Following growth factor stimulation, inactive PLC-γ1 translocates from the cytosol to the membrane where PLC-γ1 is activated to hydrolyze membrane-anchored inositol phospholipid (Falasca et al., 1998; Rhee, 2001). So it is acceptable that the Y509A/F510A/Y783F mutant PLC-γ1 shows an increased PIP2-hydrolyzing activity upon EGF treatment. Following EGF stimulation, active form of the Y509A/F510A/Y783F mutant protein (already activated by mutations of both Y509 and F510 residues) just translocates from the cytosol to the membrane to access PIP2. Whereas no direct evidence for structural delineation of Y509A/F510A activation is yet available, further experiments with our mutant protein may facilitate an understanding of the PLC-γ1 activation mechanism.

Methods

Antibodies and cell culture

Monoclonal and polyclonal anti-PLC-γ1 antibodies were obtained from Sigma-Aldrich (St. Louis, MO). Polyclonal anti-phospho Tyr-771, Tyr-783 and Tyr-1254 antibodies have been described previously (Bae et al., 2002). The monoclonal anti-FLAG antibody and EGF were purchased from Sigma-Aldrich (St. Louis, MO). HRP-conjugated goat anti-mouse and goat anti-rabbit antibodies were acquired from Upstate Inc. (Lake Placid, NY). COS7 cells were cultured in DMEM containing 10% FBS and 100 U penicillin-streptomycin at 37℃.

Vector constructs

Rat cDNAs encoding wild-type PLC-γ1 (Suh et al., 1988), Y509A/F510A (Chang et al., 2002), and Y509A/F510A/Y783F mutant proteins were inserted into the Xba I site of the pFLAG-CMV-2 vector (Sigma-Aldrich, St. Louis, MO) for expression in COS7 cells. All constructs were prepared using the Qiagen Plasmid Maxi Kit (Qiagen Inc., Santa Clarita, CA), and sequences were confirmed by DNA sequencing of the ligation and mutation sites. COS7 cells were transfected with Lipofectamine reagent (Gibco BRL, Gaithersburg, MD). At 48 h after transfection, cells were treated with 50 ng/ml EGF for 20 min or left untreated, and harvested for immunoprecipitation.

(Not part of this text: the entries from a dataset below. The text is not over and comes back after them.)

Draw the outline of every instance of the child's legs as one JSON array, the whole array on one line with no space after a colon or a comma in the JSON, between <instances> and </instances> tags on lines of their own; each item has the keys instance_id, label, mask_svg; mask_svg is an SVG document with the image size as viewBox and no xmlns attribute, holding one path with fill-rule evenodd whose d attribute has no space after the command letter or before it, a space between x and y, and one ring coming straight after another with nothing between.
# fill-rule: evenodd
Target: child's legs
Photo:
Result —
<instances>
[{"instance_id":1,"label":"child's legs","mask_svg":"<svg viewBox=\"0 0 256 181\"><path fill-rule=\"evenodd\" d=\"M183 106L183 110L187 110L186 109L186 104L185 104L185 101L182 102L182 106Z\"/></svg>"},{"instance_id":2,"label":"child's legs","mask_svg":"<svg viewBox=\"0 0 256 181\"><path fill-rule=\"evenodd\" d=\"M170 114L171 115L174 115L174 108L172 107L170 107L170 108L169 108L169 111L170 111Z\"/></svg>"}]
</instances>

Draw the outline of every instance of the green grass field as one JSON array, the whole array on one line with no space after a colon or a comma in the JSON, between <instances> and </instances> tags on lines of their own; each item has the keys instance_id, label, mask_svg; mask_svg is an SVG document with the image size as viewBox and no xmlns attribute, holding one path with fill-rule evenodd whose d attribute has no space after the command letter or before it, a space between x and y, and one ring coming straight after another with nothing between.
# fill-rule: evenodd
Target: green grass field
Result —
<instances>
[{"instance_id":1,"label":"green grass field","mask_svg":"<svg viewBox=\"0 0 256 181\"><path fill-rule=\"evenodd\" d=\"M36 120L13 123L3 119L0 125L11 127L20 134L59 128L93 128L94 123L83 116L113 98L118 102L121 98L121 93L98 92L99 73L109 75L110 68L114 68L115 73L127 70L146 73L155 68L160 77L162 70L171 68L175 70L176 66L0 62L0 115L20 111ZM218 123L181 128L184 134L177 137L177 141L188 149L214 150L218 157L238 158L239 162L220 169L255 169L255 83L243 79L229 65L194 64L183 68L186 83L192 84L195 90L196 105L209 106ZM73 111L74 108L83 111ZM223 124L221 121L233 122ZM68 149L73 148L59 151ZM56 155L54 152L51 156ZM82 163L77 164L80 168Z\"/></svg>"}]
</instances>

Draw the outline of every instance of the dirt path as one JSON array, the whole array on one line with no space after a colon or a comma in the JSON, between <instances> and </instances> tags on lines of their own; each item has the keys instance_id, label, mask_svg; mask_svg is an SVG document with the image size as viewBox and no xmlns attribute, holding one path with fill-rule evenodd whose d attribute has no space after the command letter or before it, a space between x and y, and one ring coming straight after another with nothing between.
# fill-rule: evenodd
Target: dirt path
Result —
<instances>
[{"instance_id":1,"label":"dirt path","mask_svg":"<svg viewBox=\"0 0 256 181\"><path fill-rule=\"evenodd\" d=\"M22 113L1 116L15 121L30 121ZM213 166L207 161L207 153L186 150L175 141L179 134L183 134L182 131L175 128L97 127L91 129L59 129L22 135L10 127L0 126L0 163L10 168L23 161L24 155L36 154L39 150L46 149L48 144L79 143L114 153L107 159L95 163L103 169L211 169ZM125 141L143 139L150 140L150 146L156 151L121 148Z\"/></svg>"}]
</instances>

Immunoblotting and immunoprecipitation

COS7 cells transfected with plasmids encoding FLAG-tagged PLC-γ1 constructs were washed twice with PBS and lysed with radio immunoprecipitation assay (RIPA) buffer (20 mM HEPES, pH 7.2, 1% Triton X-100, 1% sodium deoxycholate, 0.1% SDS, 150 mM NaCl, 1 mM sodium orthovanadate, 10 µg/ml leupeptin, 10 µg/ml aprotinin and 1 mM PMSF). For agonist stimulation, cells were serum-starved for 30 h, followed by treatment with 50 ng/ml EGF for 10-20 min. Lysate supernatants were precleared by incubation with anti-FLAG M2 affinity gel (Sigma-Aldrich) for 30 min. Precleared cell lysates were incubated for 2 h with anti-FLAG antibodies conjugated with 50 µl of a 50% slurry of anti-FLAG M2 affinity gel. Immune complexes were collected by centrifugation, washed three times with ice-cold RIPA buffer, and resolved with 10% SDS-PAGE, followed by blotting on to a PVDF membrane. The blot was probed with anti-FLAG or anti-phospho-specific antibodies, and immunoreactive bands visualized by ECL detection using HRP-conjugated goat anti-mouse IgG.

Measurement of inositol phosphate generation in COS7 cells

COS7 cells expressing Y509A/F10A mutant or wild-type PLC-γ1 were seeded at a density of 5 × 105 cells into 60 mm dishes, and cultured for 2 days. Cells were labeled with myo-[2-3H] inositol (2 µCi/ml) in inositol-free DMEM for 24 h. Subsequently, labeled cells were washed with PBS, and pretreated with 20 mM LiCl for 15 min in bicarbonate-free DMEM containing 20 mM HEPES (pH 7.2) and 1 mg/ml of bovine serum albumin. Stimulation was initiated by addition of the indicated concentrations of EGF for 20 min, and terminated with 500 µl of ice-cold 5% HClO4. After 30 min in an ice bath, extracts were centrifuged, diluted (1:5) with distilled water, and applied to a Bio-Rad Dowex AG1-X8 anion exchange column. The column was washed with 10 ml of distilled water, followed by 10 ml of 0.06 M sodium tetraborate. Total inositol phosphates were eluted with a solution containing 1 M ammonium formate and 0.1% formic acid. Half of the eluted volume was subjected to scintillation counting for estimating the quantity of inositol phosphate.